Click the following link for the full report.
EU Council Fails to Reach Agreement on Reduced VAT Rates for E-Publication and General Reverse Charge
The EU Economic and Financial Affairs (ECOFIN) Council reportedly failed to reach agreement during its 16 June 2017 meeting on proposals to allow Member States to apply a reduced value added tax (VAT) rate for e-publications and to allow the use of a general VAT reverse charge for domestic supplies exceeding EUR 10,000 to counter VAT fraud. The main holdouts are France, which supports a reduced rate for e-publications but not the reverse charge, and the Czech Republic, which wants the reverse charge but voiced concerns about being forced to apply reduced rates for e-publications.

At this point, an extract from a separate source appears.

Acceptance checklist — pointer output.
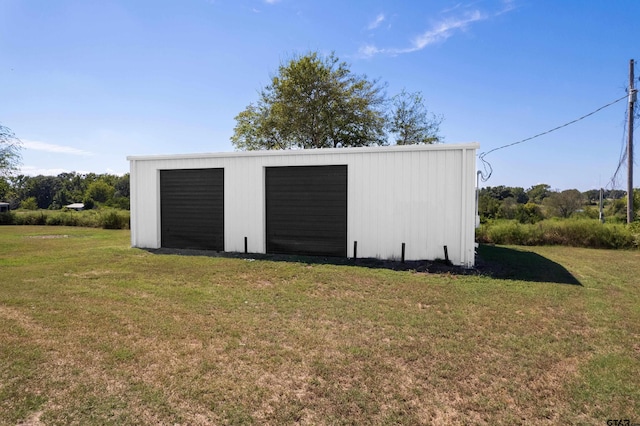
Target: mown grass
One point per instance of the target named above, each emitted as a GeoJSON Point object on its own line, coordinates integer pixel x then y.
{"type": "Point", "coordinates": [106, 218]}
{"type": "Point", "coordinates": [94, 332]}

Currently, e-publications are subject to a minimum standard rate of 15% under EU law (as digital services), while printed publications may be subject to a reduced rate or even zero-rated, and VAT reverse charge is generally not allowed.
According to recent reports, officials from Belarus and Moldova agreed during meetings held 13 to 14 June 2017 to begin negotiations for a social security agreement. Any resulting agreement would be the first of its kind between the two countries, and must be finalized, signed, and ratified before entering into force.

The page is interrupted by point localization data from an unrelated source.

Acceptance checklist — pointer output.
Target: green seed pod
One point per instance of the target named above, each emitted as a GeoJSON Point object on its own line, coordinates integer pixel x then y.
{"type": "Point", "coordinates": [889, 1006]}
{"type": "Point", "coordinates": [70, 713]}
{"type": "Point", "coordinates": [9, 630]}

Hong Kong Publishes Amendment Ordinance on Reportable Jurisdictions for Automatic Exchange of Financial Account Information
The Hong Kong Government has announced that the Inland Revenue (Amendment) (No. 2) Ordinance 2017 (Amendment Ordinance) was published in the Official Gazette on 16 June 2017. The Ordinance, which will come into operation on 1 July 2017, amends the definition of reportable jurisdiction for the purpose of automatic exchange of financial account information (AEOI) and adds the 75 reportable jurisdictions previously announced, including 13 confirmed AEOI partners and 62 prospective AEOI partners. The 62 prospective AEOI partners include the following three categories:
- Jurisdictions which have expressed an interest in conducting AEOI with Hong Kong to the OECD or jurisdictions suggested by the OECD;
- Hong Kong's tax treaty partners which have committed to AEOI; and
- All member states of the EU.
Click the following link for the full text of the Amendment Ordinance.

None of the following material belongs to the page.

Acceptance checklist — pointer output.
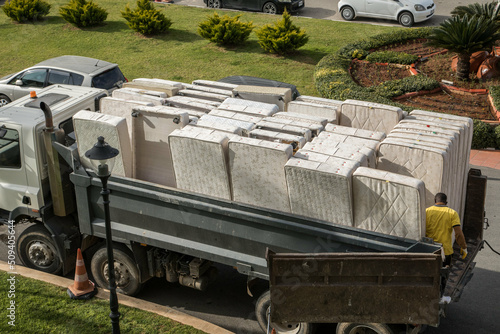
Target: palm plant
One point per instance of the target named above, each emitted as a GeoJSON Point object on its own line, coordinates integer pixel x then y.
{"type": "Point", "coordinates": [465, 35]}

On 14 June 2017, the Nigerian government approved the signature of the Multilateral Convention to Implement Tax Treaty Related Measures to Prevent BEPS (MLI). The initial signing ceremony for the BEPS MLI was held 7 June 2017, with 68 jurisdictions signing the agreement, and 8 formally expressing their intent to sign, including Nigeria (previous coverage). Once signed and the ratification instrument deposited, a match-making process will determine which provisions of the MLI apply to Nigeria's covered bilateral tax treaties with jurisdictions that have also included Nigeria in their list of covered tax treaties.
Swiss Federal Council Adopts Dispatch on Automatic Exchange of Financial Account Information with 41 States and Territories
The Swiss Federal Council announced on 16 June 2017 that it has adopted the dispatch on the introduction of the automatic exchange of financial account information with 41 states and territories. Implementation is planned for 2018, and the first sets of data should be exchanged in 2019 based on the Multilateral Competent Authority Agreement on the Automatic Exchange of Financial Account Information. Exchange will be activated with each individual state or territory by means of a specific federal decree within the framework of the dispatch.
The states and territories include:
Andorra, Antigua and Barbuda, Argentina, Aruba, Barbados, Belize, Bermuda, Brazil, British Virgin Islands, Cayman Islands, Chile, China, Colombia, Cook Islands, Costa Rica, Curaçao, Faroe Islands, Greenland, Grenada, India, Indonesia, Israel, Liechtenstein, Malaysia, Marshall Islands, Mauritius, Mexico, Monaco, Montserrat, New Zealand, Russia, Saint Kitts and Nevis, Saint Lucia, Saint Vincent and the Grenadines, San Marino, Saudi Arabia, Seychelles, South Africa, Turks and Caicos Islands, United Arab Emirates, and Uruguay.